Industry Matters Newsletter
Jennifer Holmgren, CEO, LanzaTech
Jennifer Holmgren, CEO, LanzaTech

Dr. Jennifer Holmgren is CEO of revolutionary carbon recycling company, LanzaTech. Prior to LanzaTech, Jennifer was VP and General Manager of the Renewable Energy and Chemicals business unit at UOP LLC, a Honeywell Company. Under her management, UOP technology became instrumental in producing nearly all of the initial fuels used by commercial airlines and the military for testing and certification of alternative aviation fuel. Today, under Jennifer’s guidance, LanzaTech is working towards deploying carbon capture and reuse facilities globally to make fuels and chemicals from waste carbon.  In 2015, Jennifer and her team at LanzaTech were awarded the U.S. Environmental Protection Agency Presidential Green Chemistry Award and she received the BIO Rosalind Franklin Award for Leadership in Industrial Biotechnology and the Outstanding Leader Award in Corporate Social Innovation from the YWCA Metropolitan Chicago.

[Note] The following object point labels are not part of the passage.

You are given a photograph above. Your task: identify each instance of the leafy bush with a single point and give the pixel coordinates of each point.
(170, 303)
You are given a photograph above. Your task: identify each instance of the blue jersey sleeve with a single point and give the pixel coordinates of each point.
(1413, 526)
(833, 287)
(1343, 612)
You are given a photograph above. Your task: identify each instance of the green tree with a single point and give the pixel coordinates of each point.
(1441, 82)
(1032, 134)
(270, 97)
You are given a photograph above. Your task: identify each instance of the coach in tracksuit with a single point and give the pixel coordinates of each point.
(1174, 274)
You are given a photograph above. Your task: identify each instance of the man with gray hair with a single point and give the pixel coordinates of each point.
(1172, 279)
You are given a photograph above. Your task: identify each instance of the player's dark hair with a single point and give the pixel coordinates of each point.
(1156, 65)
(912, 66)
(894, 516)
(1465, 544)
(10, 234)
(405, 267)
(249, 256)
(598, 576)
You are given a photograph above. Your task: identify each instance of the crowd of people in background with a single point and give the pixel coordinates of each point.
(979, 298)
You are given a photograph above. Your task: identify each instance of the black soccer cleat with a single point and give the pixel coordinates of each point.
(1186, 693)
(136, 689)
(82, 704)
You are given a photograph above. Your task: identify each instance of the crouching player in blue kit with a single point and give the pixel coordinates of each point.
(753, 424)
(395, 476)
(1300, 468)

She was named most influential leader in the Bioeconomy by Biofuels Digest in 2017 and received the Digest Global Bioenergy Leadership Award in 2018. A member of the National Academy of Engineering, a dog lover and committed greyhound rescuer, Jennifer holds a BSc degree from Harvey Mudd College, a PhD from the University of Illinois at Urbana-Champaign and an MBA from the University of Chicago.  Jennifer is also the Director and Chair of the LanzaJet Board of Directors.  LanzaJet, Inc., is a new company that will produce sustainable aviation fuel (SAF) for a sector requiring climate friendly fuel options.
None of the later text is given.